Some students rushed through their papers, confident. Within half an hour, a handful leaned back smugly, arms folded, pencils twirling. Others kept flipping and re-flipping, convinced something was hidden in the lines. A tall boy even held his paper up to the light, squinting. "Maybe there's a secret code in invisible ink."
That sparked laughter.
"Yeah, right. Next you'll say we're supposed to fold it into a paper airplane and throw it at the clock."

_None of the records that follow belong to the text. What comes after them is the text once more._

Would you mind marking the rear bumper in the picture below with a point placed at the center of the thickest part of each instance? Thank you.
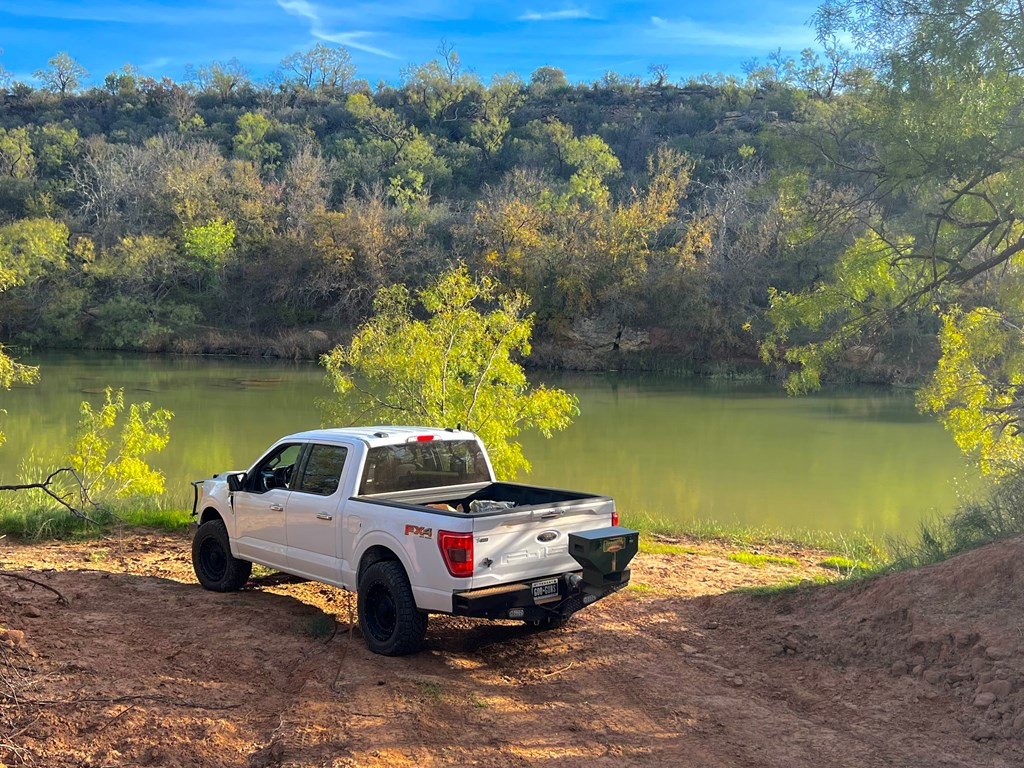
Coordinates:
(516, 600)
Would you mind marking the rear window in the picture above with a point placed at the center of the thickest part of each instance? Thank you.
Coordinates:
(423, 465)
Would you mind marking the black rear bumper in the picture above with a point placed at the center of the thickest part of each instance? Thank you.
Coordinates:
(516, 600)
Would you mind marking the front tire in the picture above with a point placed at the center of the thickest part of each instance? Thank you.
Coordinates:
(389, 621)
(215, 567)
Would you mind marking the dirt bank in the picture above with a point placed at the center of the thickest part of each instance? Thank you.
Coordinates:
(142, 668)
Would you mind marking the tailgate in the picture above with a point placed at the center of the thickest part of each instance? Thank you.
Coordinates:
(528, 543)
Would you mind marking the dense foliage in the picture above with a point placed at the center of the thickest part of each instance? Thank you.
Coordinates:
(222, 213)
(837, 213)
(456, 368)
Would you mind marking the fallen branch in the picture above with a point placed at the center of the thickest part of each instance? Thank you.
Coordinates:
(60, 598)
(45, 487)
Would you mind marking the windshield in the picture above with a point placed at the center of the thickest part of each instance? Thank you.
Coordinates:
(423, 465)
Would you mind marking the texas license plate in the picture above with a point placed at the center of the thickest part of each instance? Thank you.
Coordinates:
(546, 590)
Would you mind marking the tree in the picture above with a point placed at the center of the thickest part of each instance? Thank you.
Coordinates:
(4, 75)
(935, 151)
(123, 82)
(321, 70)
(16, 157)
(455, 368)
(27, 249)
(64, 76)
(251, 142)
(545, 80)
(440, 86)
(126, 474)
(222, 78)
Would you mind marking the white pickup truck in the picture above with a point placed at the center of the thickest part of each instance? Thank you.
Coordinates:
(413, 519)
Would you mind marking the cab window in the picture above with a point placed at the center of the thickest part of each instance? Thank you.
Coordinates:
(323, 470)
(276, 470)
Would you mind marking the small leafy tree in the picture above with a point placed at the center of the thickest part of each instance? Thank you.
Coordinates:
(457, 367)
(126, 473)
(64, 76)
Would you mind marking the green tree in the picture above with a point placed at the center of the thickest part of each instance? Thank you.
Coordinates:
(320, 70)
(126, 473)
(457, 367)
(16, 157)
(64, 76)
(936, 151)
(251, 142)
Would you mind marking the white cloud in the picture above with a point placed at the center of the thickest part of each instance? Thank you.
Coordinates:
(555, 15)
(687, 31)
(311, 12)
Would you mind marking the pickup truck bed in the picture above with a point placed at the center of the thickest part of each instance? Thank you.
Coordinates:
(356, 508)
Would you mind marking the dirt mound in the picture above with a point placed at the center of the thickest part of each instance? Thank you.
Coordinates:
(957, 626)
(141, 667)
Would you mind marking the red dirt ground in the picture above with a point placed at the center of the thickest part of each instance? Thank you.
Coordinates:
(142, 668)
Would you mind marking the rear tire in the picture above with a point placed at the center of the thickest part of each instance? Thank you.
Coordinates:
(389, 621)
(215, 567)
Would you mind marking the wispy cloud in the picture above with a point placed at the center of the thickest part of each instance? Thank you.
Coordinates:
(695, 33)
(555, 15)
(228, 11)
(307, 10)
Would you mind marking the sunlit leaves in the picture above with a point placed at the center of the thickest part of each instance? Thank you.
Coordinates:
(208, 246)
(864, 285)
(458, 367)
(125, 473)
(978, 385)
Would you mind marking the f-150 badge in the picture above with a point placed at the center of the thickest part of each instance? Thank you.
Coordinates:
(419, 530)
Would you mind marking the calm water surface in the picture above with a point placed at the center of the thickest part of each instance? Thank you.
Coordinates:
(855, 460)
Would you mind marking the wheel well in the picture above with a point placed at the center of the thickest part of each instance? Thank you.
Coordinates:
(209, 514)
(372, 555)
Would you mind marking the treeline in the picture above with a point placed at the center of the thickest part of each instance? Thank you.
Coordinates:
(223, 214)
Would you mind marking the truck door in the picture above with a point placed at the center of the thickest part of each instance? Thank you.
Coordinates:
(312, 516)
(259, 507)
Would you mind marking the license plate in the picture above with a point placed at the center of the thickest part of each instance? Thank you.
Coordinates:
(545, 590)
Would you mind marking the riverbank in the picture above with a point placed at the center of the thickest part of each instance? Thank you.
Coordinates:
(29, 524)
(139, 666)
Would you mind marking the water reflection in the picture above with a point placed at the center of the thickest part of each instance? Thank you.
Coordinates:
(848, 460)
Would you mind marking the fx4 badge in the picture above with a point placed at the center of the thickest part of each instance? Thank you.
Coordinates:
(419, 530)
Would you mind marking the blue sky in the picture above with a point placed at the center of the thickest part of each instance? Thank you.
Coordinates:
(585, 39)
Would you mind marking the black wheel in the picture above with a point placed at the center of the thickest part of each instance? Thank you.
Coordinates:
(389, 621)
(215, 567)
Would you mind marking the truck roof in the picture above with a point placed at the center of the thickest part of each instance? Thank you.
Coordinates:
(384, 434)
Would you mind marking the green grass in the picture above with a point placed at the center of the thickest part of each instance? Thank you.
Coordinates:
(654, 547)
(430, 688)
(855, 546)
(759, 561)
(33, 516)
(845, 564)
(791, 586)
(639, 587)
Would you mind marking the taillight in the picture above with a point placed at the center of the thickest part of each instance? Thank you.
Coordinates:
(457, 549)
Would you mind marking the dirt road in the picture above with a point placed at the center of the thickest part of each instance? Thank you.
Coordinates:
(142, 668)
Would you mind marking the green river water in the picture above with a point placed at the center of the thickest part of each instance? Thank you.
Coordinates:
(857, 460)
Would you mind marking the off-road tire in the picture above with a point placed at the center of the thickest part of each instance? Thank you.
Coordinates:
(389, 621)
(215, 567)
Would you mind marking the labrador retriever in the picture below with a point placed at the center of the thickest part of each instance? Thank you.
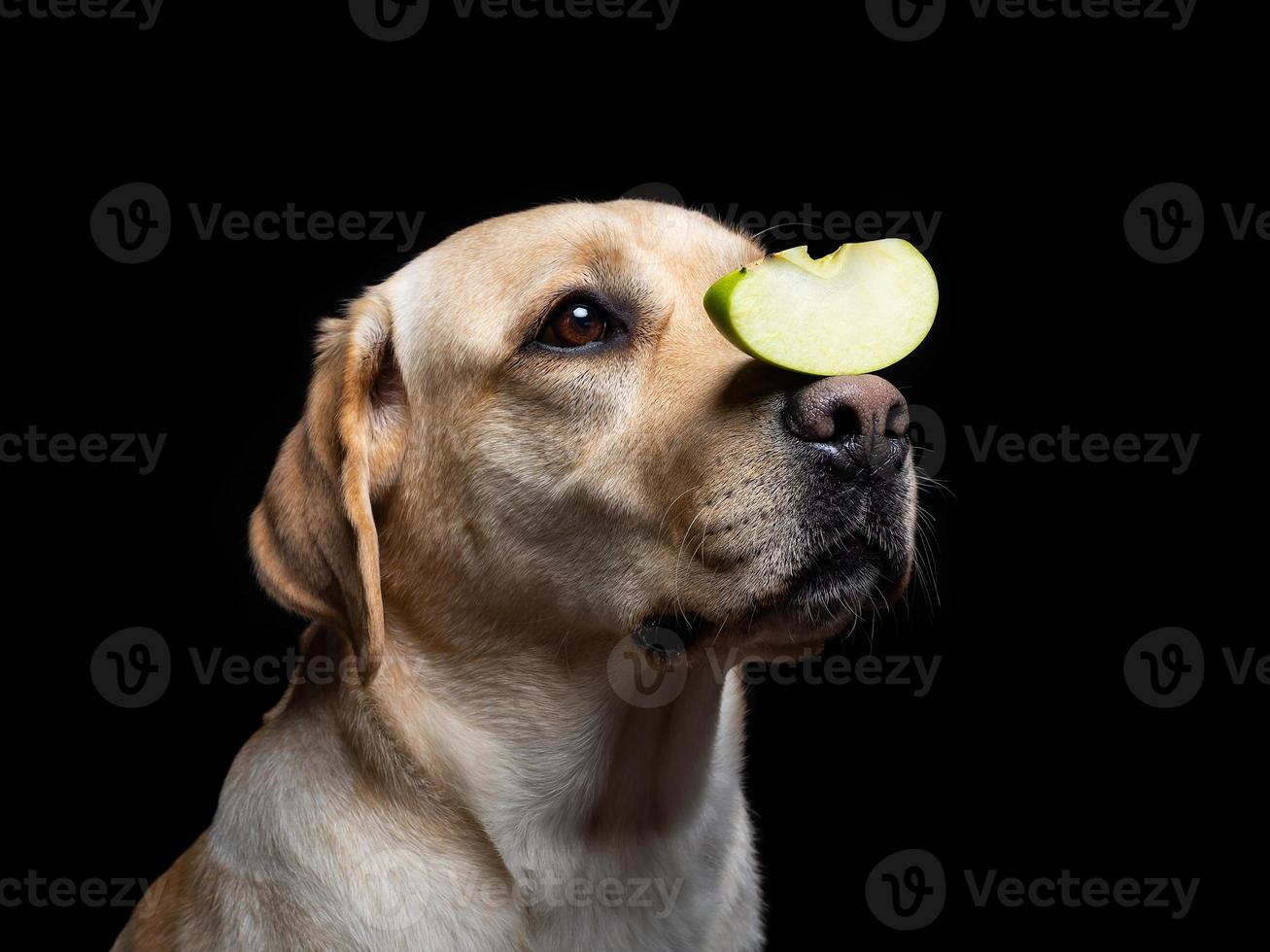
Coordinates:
(530, 470)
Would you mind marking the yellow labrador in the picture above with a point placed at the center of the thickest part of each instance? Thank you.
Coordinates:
(524, 454)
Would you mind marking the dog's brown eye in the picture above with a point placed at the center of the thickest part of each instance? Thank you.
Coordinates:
(573, 325)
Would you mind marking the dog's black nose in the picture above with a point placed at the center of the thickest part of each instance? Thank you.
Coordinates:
(863, 419)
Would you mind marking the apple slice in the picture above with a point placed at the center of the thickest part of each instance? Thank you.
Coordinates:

"No, seriously it can't be this simple. There has to be a puzzle."
One student leaned toward her neighbor and whispered, "I already know what everyone has written. Judging by their faces, it's the same easy answers. If that's the case, then we can talk , we're not copying, just comparing."
The boy beside her nodded eagerly. "Mind if I peek at yours? Just to check."
From two rows down, a voice chimed in: "I don't know what she's doing here. She should've gone to Harvard instead."
They were pointing at the girl whose essay stretched across her page in endless lines. She had written so much the paper sagged under the ink. The danger wasn't hers , it would fall on the unlucky student who made the mistake of copying her work.
Meanwhile, a boy bragged loudly to a girl across the aisle. "My father could've bought this whole school if he wanted. He says he's only letting me sit here for the experience."
That earned groans from those who overheard.
The tension loosened into scattered conversations. Jokes passed back and forth, some students leaned in too close to swap answers, and others whispered about whether the test was fake. Beneath it all, though, a growing unease crept in. The exam was too simple. Too clean. Like bait left on a trap.
Liam tried to spin his pen between his fingers, pretending calm. But it slipped once, twice, clattering against the desk. His face flushed as he fumbled to pick it up. He wasn't fooling anyone least of all himself.
His gaze drifted upward. The clock ticked steadily, sounding perfectly normal. But an instinct gnawed at him, pulling his eyes back to it. Something was wrong , he just couldn't name it yet.
Beside him, the sharp-eyed girl whispered, her voice calm and certain: "You felt it too, didn't you?"
Liam glanced at her, lowering his voice. "It only happened when Mr. Pidas touched the clock."
The words settled between them, heavier than any exam question.